Bibliotheca Anonoma bio photo

Bibliotheca Anonoma

An organization tasked with collecting, documenting, and safeguarding the grand legacy of Internet Folklife.

Twitter Github Youtube

Macrochan is a gigantic archive of ancient 4chan images. It doesn’t have image upload support, and has changed hands many times. Currently, it uses PHP as it’s backend.

Because of it’s 45,175+ image collection containing images that date from 4chan’s earliest history, it would be a massive tragedy if the site were to ever collapse. The latest image came from around 2012, so this site is definitely abandoned.

This is an effort by the Bibliotheca Anonoma to archive Macrochan, using custom built Python scraping scripts to reduce strain on the server, and avoid the many pitfalls encountered by scraping an automatically generated database view.

We successfully scraped all 45,175 images and uploaded it to the Internet Archive. We put together this script (available at Github) to archive the site.

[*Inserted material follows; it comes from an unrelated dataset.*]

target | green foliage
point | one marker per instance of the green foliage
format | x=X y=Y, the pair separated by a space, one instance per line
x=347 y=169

The entire tag structure with all image tags have been stored in a easy to query, relationally matched SQLite database. In addition, all TagTree hierarchal parent tags have been applied to all child images, just as the current owner always wanted.

It might also be possible to adapt this scraping script to other Image/Flash Collection websites, such as Dagobah, or even SWFChan.

Step 1: Scraping Feasibility Study

Usually, when we archive websites, we would use the ArchiveTeam’s ArchiveBot, or Wget with WARC option enabled.

Unfortunately, due to Macrochan’s tag structure design, conventional scraping is not the best option (and we’ll probably end up in infinite loops clicking random.php or every single tag link in every page).

The three things we need to preserve are:

  • The Filename. This way we can retrieve it. Also
  • The Tags. They should probably be stored as image metadata, or maybe used on Hydrus.
    • The Tag Cloud. - Also grab the nice tag cloud

Macrochan is based on an image database written in PHP (used to be Python). Thus, you make queries to the database via URL arguments to get what you want, though the responses are limited to 20 files per page.

Get List of Every Image

To get a list of every single image, rather than just one tag, just go straight to search.php with no arguments:

https://macrochan.org/search.php

This will give you a page browsing system that will show all 45,175 images in the collection, 20 files at a time. By clicking the >> (next page) button, the offset will increment by 20 each time.

https://macrochan.org/search.php?&offset=0
https://macrochan.org/search.php?&offset=20
https://macrochan.org/search.php?&offset=40

As of 2015-03-22, since there are 45,175 images, the last page is:

https://macrochan.org/search.php?&offset=45160

We simply need to make a list of numbers incremented by 20, all the way up to the final offset, and attach the URL https://macrochan.org/search.php?&offset= to the beginning. A for loop with a python script would work nicely.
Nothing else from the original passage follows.